First off are the attachments in our personal thing for pics only. I have wanted to attach articles i want to share with someone in the personal email i call it

Also have you moderators etc thought about putting in a messenger thing like Facebook has and yahoo IM etc. 

I had another question and then i lost it. 

Will the attachments only take pics in the form of jpg or can it be anything like i have a pic that has sayings on it but it is in the form of pdf i think

Judith


----------



## Administrator (May 8, 2013)

In order
1. If you mean the gallery in your profile then yes. That is for pictures only.
2. If you are trying to PM someone a link to an article, simply copy the url into the message.
3. If there is enough interest in a chatroom, we can look into adding one to the site
4. Attachments when making a post can be a variety of types and pdf is included in that list.
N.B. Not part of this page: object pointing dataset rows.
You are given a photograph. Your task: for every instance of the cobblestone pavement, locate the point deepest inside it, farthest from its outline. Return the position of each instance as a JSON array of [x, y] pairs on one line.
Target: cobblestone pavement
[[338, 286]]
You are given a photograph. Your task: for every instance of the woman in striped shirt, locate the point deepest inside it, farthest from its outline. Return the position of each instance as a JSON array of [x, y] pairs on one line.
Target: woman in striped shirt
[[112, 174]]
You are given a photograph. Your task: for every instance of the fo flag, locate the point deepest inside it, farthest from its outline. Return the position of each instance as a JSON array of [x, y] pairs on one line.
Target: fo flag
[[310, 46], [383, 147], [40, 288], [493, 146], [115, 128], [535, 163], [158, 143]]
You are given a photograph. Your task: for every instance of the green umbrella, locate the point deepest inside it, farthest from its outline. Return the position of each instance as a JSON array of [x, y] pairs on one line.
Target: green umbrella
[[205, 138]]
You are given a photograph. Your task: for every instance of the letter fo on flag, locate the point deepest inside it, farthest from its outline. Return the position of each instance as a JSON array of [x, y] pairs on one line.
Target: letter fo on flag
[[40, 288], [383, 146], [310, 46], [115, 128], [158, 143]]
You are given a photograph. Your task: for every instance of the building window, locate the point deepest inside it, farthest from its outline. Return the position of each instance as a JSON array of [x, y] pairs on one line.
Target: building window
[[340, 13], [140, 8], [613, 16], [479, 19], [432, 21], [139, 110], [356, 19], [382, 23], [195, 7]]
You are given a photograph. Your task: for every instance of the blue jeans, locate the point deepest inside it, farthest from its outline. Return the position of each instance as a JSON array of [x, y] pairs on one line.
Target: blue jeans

Think that's all of it :smile2:

Kevin


----------



## jmsclayton (Sep 5, 2010)

I need clarity on some of this below. 


in order
1. If you mean the gallery in your profile then yes. That is for pictures only.
2. If you are trying to PM someone a link to an article, simply copy the url into the message.
3. If there is enough interest in a chatroom, we can look into adding one to the site
4. Attachments when making a post can be a variety of types and pdf is included in th

The attachments in the profile -can i attach a document from my computer into that instead of have to copy and paste teh whole thing into an email i call it-the PM? 

What if i can copy and paste the link from the internet into the PM to send to someone then what? 

I know it looks like i can attach pictures but what about documents.? 

I was talk about instant message that is not a chat room.

In yahoo they have a IM that you can download onto your phone etc and sign in and talk to someone instant message inside the either yahoo email or separate. 
Similar to facebook messenger but this software is separate from yahoo email IM. i call it

Yahoo IM is simliar to the PM in here but you dont have to keep hitting reply in the yahoo IM. In some things loke facebook you have a messenger where one on one convos can be made with just one person. vs a group

make sense? 

attachments as in putting documesnt from my hard drive into the profile but what about doing that to send to someone in PM?


----------



## Administrator (May 8, 2013)

Hi Judith, 
There is no attachment option to attach documents to a PM. You will need to upload you documents to a free file hosting website. Once you upload it to the site, you can then share the URL by copying and pasting through PM.

Same goes for image hosting sites like photobucket.

Hope that helps, thanks.

-Marie, Community Support


----------